Something dense and scalding slammed into my chest with enough force to rock me half a step backward. The plastic lid popped free somewhere in the collision, and a wave of espresso hit my white silk blazer, punched through the fabric, and burned across my skin in a shape so immediate and intimate it felt obscene. A beat later, the cup itself struck the marble floor and skittered away with a cheap little clatter that sounded almost comic against the grand hush of the hospital lobby.
I looked down.
The coffee spread fast, dark as varnish at the center and amber at the edges, soaking into the white silk my father had once called “ridiculous, impractical, and exactly right for you.” It bled outward in branching stains, each one swallowing more of the clean fabric until the jacket no longer looked elegant or expensive or beloved. It looked wounded. Droplets gathered along the hem and fell one by one to the gleaming stone beneath me, tiny brown comets breaking apart on impact.

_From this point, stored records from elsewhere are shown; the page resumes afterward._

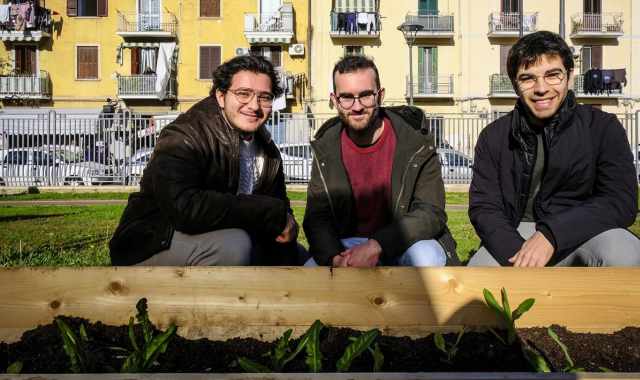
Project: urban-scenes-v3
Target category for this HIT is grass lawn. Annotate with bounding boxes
[0,192,640,267]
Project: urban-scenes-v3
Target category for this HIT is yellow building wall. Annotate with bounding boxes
[0,0,309,112]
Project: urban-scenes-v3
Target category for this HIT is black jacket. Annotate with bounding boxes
[109,97,289,265]
[304,107,457,265]
[469,91,638,265]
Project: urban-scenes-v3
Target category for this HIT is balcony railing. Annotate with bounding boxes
[0,71,51,99]
[406,75,453,98]
[329,11,380,38]
[489,74,516,97]
[405,12,453,37]
[118,13,178,37]
[489,12,538,37]
[244,4,294,44]
[571,13,624,37]
[118,74,176,100]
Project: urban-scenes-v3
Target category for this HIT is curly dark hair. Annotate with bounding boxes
[210,55,283,98]
[331,55,380,91]
[507,30,573,88]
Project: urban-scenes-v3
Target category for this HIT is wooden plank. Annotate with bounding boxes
[0,267,640,341]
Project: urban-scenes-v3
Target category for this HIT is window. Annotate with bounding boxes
[67,0,109,17]
[198,46,221,79]
[344,46,364,57]
[76,46,99,79]
[200,0,221,17]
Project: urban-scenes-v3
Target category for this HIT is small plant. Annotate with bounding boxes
[238,320,324,373]
[482,288,535,345]
[120,298,177,373]
[336,329,384,372]
[547,327,584,373]
[433,327,465,364]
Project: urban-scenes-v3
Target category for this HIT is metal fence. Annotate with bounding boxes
[0,111,640,186]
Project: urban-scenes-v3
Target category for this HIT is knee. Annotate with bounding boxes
[398,240,447,267]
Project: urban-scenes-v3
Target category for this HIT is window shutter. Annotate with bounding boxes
[98,0,109,17]
[67,0,78,16]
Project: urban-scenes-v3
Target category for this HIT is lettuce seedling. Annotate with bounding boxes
[547,327,584,373]
[433,327,465,364]
[482,288,535,345]
[120,298,177,373]
[336,329,384,372]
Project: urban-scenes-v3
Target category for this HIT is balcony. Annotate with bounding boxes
[488,12,538,37]
[571,13,624,38]
[329,11,380,38]
[0,71,51,100]
[116,13,178,38]
[489,74,517,98]
[405,75,453,99]
[118,74,176,100]
[573,74,622,98]
[244,3,293,44]
[0,5,51,42]
[405,12,454,38]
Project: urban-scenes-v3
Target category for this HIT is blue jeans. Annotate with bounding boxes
[304,237,447,267]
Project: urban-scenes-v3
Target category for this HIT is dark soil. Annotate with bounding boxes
[0,317,640,373]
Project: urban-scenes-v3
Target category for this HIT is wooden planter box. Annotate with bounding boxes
[0,267,640,379]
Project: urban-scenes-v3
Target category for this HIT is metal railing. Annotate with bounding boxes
[489,74,516,95]
[118,13,178,36]
[406,75,453,97]
[0,111,640,186]
[330,11,380,37]
[405,12,454,36]
[244,11,293,33]
[489,12,538,34]
[0,71,51,99]
[571,12,623,34]
[118,74,176,98]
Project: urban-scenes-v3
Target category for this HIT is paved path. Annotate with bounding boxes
[0,199,468,210]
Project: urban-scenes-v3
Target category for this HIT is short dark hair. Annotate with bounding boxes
[211,55,283,97]
[507,30,573,88]
[331,55,380,91]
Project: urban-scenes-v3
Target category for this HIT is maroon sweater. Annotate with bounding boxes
[340,118,396,238]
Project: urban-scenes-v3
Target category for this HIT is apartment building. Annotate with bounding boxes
[309,0,640,114]
[0,0,308,114]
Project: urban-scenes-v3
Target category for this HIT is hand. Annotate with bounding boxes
[276,214,298,243]
[509,231,554,267]
[340,239,382,268]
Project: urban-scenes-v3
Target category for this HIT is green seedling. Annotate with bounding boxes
[238,320,324,373]
[120,298,177,373]
[56,318,92,373]
[547,327,584,373]
[482,288,535,345]
[336,329,384,372]
[433,327,465,364]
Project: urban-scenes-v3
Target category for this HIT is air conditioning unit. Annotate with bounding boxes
[289,44,304,56]
[236,48,249,56]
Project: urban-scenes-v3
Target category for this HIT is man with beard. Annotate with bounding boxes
[303,56,457,267]
[110,56,298,266]
[469,31,640,267]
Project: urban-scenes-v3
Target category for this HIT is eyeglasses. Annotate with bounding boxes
[227,88,274,107]
[517,70,567,91]
[336,89,382,109]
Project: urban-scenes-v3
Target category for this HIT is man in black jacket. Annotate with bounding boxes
[469,31,640,267]
[110,56,298,265]
[303,56,457,267]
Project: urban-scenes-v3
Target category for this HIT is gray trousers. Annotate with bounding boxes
[467,222,640,267]
[137,228,252,266]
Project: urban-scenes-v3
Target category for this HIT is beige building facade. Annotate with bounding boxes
[308,0,640,114]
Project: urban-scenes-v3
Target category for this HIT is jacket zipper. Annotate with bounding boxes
[393,145,425,214]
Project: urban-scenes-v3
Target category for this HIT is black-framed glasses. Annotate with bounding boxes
[517,70,567,91]
[336,89,382,109]
[227,88,275,107]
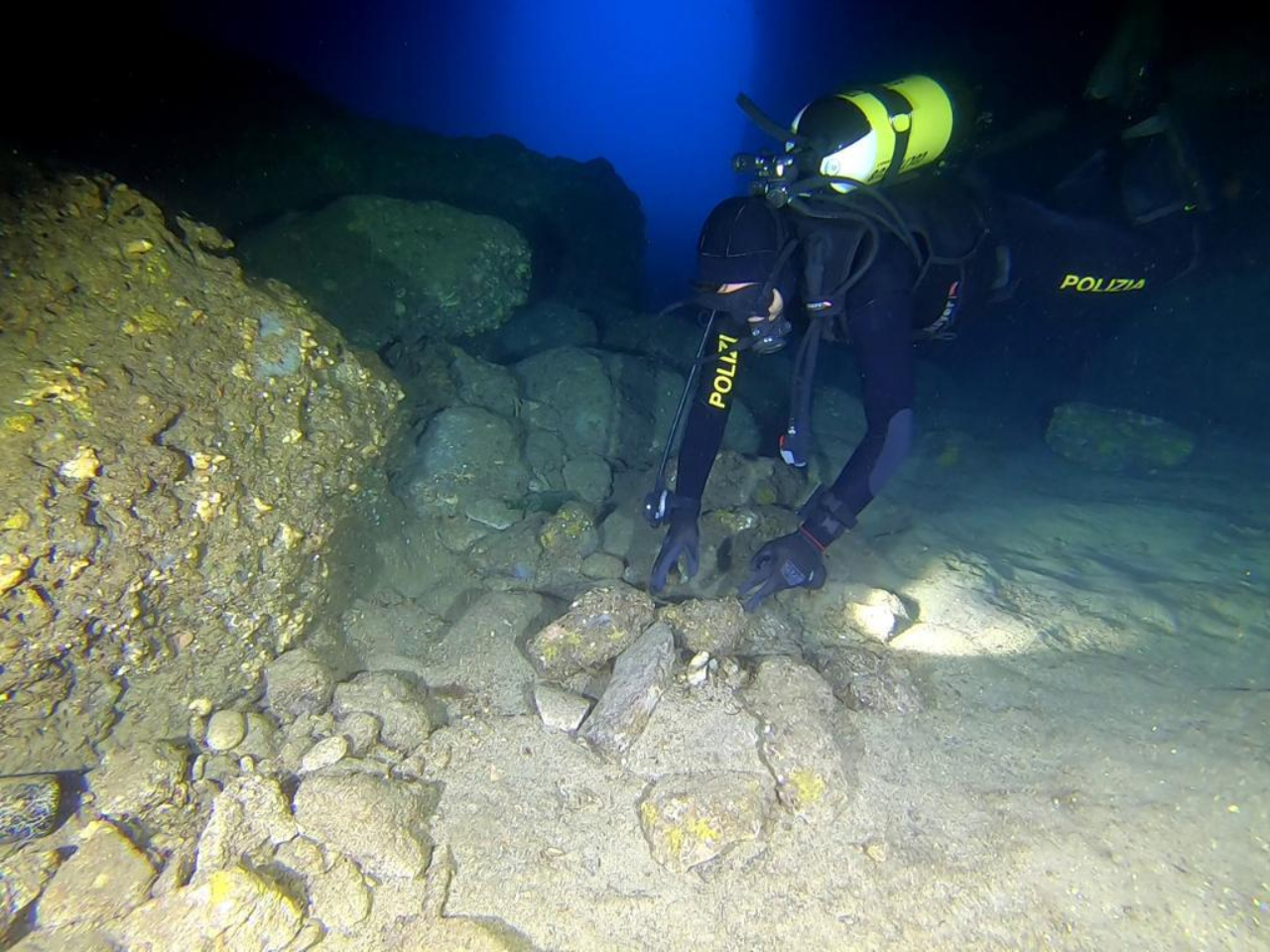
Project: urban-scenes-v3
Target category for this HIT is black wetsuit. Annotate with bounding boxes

Around us, Apex University Hospital fell silent.
The receptionists stopped moving. The security guard by the revolving doors lifted his chin. A nurse near the elevators froze with a stack of charts pressed to her ribs. Someone’s shoes squeaked and then went still. The only sounds were the drip of coffee onto marble, the low mechanical hum of the air conditioning, and the faint hiss of espresso seeping through silk into the blouse beneath.
I didn’t gasp.
I didn’t flinch.
I didn’t reach for napkins or leap back swearing like any sane person might have.
I just stood there staring at the ruin of the last birthday gift my father had ever given me, feeling the heat soak in over my breastbone, and knowing with a clarity that arrived all at once and left no room for illusion that this morning had already become one of those mornings people remembered in exact detail years later.